I did a BT a few weeks ago, moved $720 from my CapOne to the Diamond Prefered $1k limit card, so that Citi DP went to 72% utilization. The CapOne has not come around the cycle to reduce it's balance, no other balances reported changes, so when the Citi DP reported a few days ago, it looked like:
Citi DP goes from $0 reported to $721, 0% Util to 72% Util on that card on EX.
Total balances reported went up by $721. This is the TU display.
EX went down 1 point, from 732 to 731
TU went down 4 points, from 720 to 716.
EQ, which was already at 698, has not budged, and enough days have passed for it to trigger anything. EQ has not moved in nearly a month.
In this case of $720 added to open amounts, was the score decline because total amounts outstanding appeared to rise by $720, or because one card went to 72% utilization? Or, is it because this card went from $0 to reporting something, thus "taking on new debt"? Lots of potential interpretations.

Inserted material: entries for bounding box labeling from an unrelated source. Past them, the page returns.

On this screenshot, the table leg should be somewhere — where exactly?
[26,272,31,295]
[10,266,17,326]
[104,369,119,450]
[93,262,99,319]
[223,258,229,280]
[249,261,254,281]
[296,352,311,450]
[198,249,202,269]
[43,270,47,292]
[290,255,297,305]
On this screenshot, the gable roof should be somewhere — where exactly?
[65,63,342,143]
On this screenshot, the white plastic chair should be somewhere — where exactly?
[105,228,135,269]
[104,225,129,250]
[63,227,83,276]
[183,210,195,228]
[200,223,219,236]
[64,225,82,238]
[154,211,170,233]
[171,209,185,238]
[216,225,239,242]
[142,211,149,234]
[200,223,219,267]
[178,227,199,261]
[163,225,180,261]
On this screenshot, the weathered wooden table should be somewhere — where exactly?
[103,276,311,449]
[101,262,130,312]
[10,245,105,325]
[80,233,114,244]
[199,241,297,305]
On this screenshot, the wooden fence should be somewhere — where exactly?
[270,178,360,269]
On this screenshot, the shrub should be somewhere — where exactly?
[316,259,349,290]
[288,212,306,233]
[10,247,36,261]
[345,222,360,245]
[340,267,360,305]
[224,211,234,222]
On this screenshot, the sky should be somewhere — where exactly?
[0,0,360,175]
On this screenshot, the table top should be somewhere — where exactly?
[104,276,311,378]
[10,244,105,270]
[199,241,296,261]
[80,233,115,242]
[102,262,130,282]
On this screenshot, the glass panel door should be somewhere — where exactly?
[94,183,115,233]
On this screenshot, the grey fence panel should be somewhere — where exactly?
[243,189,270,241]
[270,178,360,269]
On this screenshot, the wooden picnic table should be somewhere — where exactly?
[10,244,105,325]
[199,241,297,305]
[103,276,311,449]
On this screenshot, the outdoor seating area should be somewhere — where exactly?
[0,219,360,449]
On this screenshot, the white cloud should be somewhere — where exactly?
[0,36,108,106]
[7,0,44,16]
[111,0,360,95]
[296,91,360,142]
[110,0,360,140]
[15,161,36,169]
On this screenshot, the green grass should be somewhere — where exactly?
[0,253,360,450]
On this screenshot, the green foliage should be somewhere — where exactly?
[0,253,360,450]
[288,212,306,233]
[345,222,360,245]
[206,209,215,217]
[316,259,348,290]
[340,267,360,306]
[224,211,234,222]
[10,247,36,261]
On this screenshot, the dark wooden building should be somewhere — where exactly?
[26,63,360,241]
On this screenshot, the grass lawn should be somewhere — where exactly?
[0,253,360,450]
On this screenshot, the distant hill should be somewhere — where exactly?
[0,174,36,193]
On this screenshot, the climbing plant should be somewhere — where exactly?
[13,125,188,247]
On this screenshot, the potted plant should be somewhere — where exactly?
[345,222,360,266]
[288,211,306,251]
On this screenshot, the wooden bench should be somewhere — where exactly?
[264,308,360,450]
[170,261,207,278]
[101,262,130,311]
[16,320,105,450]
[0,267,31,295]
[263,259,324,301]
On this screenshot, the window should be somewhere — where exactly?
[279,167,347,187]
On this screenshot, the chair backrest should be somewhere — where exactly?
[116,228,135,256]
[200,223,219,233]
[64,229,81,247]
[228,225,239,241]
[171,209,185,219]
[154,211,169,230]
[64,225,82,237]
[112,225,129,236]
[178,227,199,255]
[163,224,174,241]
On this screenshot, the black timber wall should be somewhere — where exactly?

I will grant there may be some influence by individual cards, but in my opinion, the amount is not noticeable and is not distinguishable from total balances increasing. If there are big moves when someone reports utilization increases, it is because either total utilization changes a lot, or there are other things going on in the file that are not on that alert. It is also very difficult to separate high utilization on one card from overall high utilization.
That is your experience but doesn't mean it will work that way for everyone. As always YMMV.
Although more weight is given to overall utilization scoring also looks at individual accounts and the influence of each account balance is important and needs to be kept in mind.
Where did I get this information? From a former administrator of this site.
@MarineVietVet wrote:
@NRB525 wrote:
I will grant there may be some influence by individual cards, but in my opinion, the amount is not noticeable and is not distinguishable from total balances increasing. If there are big moves when someone reports utilization increases, it is because either total utilization changes a lot, or there are other things going on in the file that are not on that alert. It is also very difficult to separate high utilization on one card from overall high utilization.
That is your experience but doesn't mean it will work that way for everyone. As always YMMV.
Although more weight is given to overall utilization scoring also looks at individual accounts and the influence of each account balance is important and needs to be kept in mind.
Where did I get this information? From a former administrator of this site.
That may be, however I doubt the former administrator could state the impact as a range of points, in a stable file, from having more cards report.
My main argument is not that one can eek out a few more points by going all but one zero. Rather, all but one as zero is not what normal people do. And even if someone uses their cards such that those cards report amounts on the statement and PIF, that person is not going to have a noticeable score difference from someone who goes all zero but one, if they both report the same utilization dollar total and the files are otherwise equivalent. And the person who uses their cards normally, paying by due date is not going to have the angst of getting a card that was zero suddenly reporting a balance.
I know, I'm not changing your mind, and that's fine. Cheers!